Seems like the spec changed at some point here, so to synchronize the loadOp = CLEAR it makes sense to only have EARLY_FRAGMENT_TESTS. But fragments later in the render pass might end up running in EARLY or LATE and it may read or write, so I think we technically need to be conservative here.

krOoze commented 1 year ago

@HansKristian-Work Not sure that is healthy to be "conservative" with something that is supposed to be formally described exactly. If that is so, there should be a red triangle with three exclamation marks with a note explaining why it is done in opposition of what the spec implies.

Even so, the CLEAR modifies the memory, therefore there is no producer-consumer relationship between the previous work and the "fragments later in the render pass", therefore the extraneous access mask would not even make much sense semantically. All needs to depend directly on the CLEAR load-op and nothing else.
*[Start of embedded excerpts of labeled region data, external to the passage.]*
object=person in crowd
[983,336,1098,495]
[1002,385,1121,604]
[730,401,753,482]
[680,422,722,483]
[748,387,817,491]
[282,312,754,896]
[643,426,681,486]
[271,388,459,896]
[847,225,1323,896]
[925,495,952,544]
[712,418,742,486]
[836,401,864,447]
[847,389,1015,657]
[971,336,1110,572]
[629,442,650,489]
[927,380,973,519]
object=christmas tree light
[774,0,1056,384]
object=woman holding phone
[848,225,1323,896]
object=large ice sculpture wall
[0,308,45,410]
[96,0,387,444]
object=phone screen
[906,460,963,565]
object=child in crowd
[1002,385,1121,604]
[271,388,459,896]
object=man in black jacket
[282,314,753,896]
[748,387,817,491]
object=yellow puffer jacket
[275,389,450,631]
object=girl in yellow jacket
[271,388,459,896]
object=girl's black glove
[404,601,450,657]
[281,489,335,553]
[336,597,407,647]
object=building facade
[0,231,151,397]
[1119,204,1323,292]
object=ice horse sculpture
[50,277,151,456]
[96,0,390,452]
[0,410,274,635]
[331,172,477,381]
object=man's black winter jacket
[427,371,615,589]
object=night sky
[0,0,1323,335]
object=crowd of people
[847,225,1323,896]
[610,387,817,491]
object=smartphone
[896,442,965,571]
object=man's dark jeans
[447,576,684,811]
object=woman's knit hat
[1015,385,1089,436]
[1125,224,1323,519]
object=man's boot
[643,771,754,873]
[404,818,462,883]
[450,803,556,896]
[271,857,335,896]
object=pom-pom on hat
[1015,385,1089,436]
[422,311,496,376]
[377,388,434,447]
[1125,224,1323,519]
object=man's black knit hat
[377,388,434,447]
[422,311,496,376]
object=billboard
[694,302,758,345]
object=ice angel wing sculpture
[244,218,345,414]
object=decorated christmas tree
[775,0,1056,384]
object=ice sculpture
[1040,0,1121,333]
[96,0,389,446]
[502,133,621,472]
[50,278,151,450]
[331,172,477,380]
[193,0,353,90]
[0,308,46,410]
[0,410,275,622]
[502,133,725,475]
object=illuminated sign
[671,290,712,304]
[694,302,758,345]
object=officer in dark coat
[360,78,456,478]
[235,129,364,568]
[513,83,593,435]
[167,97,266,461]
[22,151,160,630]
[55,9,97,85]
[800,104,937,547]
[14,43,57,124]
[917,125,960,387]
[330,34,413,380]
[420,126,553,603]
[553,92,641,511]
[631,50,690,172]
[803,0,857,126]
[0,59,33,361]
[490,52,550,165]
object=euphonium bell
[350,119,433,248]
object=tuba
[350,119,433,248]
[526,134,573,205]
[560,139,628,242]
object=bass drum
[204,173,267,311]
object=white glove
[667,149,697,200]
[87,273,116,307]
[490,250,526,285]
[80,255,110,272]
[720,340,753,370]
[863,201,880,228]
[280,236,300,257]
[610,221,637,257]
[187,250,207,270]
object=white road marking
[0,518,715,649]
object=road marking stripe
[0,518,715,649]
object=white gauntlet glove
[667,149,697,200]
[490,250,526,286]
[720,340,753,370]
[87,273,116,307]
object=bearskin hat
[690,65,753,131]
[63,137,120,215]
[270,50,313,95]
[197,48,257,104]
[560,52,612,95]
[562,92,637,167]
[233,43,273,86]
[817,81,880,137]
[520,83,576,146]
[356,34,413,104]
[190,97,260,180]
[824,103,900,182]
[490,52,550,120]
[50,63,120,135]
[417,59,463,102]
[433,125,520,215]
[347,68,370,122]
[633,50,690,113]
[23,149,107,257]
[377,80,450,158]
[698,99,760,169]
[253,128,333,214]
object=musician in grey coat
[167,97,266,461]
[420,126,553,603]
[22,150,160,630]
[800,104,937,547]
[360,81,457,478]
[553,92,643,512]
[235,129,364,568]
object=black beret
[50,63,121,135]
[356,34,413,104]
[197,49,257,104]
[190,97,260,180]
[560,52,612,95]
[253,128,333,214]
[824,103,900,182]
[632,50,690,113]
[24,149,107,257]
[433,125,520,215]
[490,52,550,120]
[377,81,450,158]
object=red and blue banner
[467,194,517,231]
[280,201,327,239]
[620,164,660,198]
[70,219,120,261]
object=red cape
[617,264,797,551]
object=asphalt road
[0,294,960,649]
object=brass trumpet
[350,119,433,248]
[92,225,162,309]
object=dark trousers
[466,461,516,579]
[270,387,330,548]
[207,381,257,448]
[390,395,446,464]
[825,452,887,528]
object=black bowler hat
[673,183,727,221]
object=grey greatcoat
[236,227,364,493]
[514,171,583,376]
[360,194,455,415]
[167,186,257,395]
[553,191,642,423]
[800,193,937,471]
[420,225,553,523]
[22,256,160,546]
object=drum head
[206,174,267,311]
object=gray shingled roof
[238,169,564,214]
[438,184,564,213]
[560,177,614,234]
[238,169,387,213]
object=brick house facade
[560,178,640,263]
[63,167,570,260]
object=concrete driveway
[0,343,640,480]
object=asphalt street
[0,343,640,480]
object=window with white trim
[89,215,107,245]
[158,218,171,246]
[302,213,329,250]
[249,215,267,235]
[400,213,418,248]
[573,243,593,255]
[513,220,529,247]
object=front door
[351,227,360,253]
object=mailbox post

TomOlson commented 1 year ago

The WG discussed on 2023-02-22. @krOoze's analysis is correct, but we're going to leave the example code as is. We expect that many devs will copy-paste the code into an app and then replace/follow the CLEAR with other commands, which is the case @HansKristian-Work was thinking about. We want the example code to be robust to that.

krOoze commented 1 year ago

@TomOlson Following the CLEAR with other commands does not change the situation at all, as elaborated in the previous comment.

Replacing the CLEAR does not change the pipeline stage. Load op is always (only) VK_PIPELINE_STAGE_EARLY_FRAGMENT_TESTS_BIT, and store op is always (only) VK_PIPELINE_STAGE_LATE_FRAGMENT_TESTS_BIT. The comment in the code is a lie.

Only time this might make sense is dependencies between subpasses.

Tobski commented 1 year ago

Ok, so this section of the spec got tightened up a lot since the examples were written, and I'm inclined to agree with @krOoze here. The only time being conservative would make sense is if you used the NONE ops (i.e. there is no load/store), but those are primarily intended for cases when you aren't going to access the data, so you wouldn't need a barrier 99% of the time anyway.

So I am going to update the example just so it's clear that yea, you can rely on the subset of pipeline stages.

Tobski commented 1 year ago

Fixed per above. Assuming that satisfies you @krOoze I'm closing this issue, feel free to reopen if there's any further issues...

krOoze commented 1 year ago

@Tobski Well, the access masks are still extraneous. If we really want it to be robust against load\store op change, I would prefer this nuance to be explicitly stated in the code, such as:


VkAccessFlags dstAccessFlags;
if( depthFramebufferAttachment.loadOp == VK_ATTACHMENT_LOAD_OP_LOAD )
    dstAccessFlags = VK_ACCESS_DEPTH_STENCIL_ATTACHMENT_READ_BIT;
else if( depthFramebufferAttachment.loadOp == VK_ATTACHMENT_LOAD_OP_CLEAR
      || depthFramebufferAttachment.loadOp == VK_ATTACHMENT_LOAD_OP_DONT_CARE )
    dstAccessFlags = VK_ACCESS_DEPTH_STENCIL_ATTACHMENT_WRITE_BIT;
else panic();
Tobski commented 1 year ago

We're currently discussing whether write flags are required at all in destination access flags because it seems there's been some confusion; until that's resolved I don't want to touch this, because the resolution there will affect the point you're making, and whether it needs addressing at all; but yea it probably should be a little more explicit about handling the different load ops.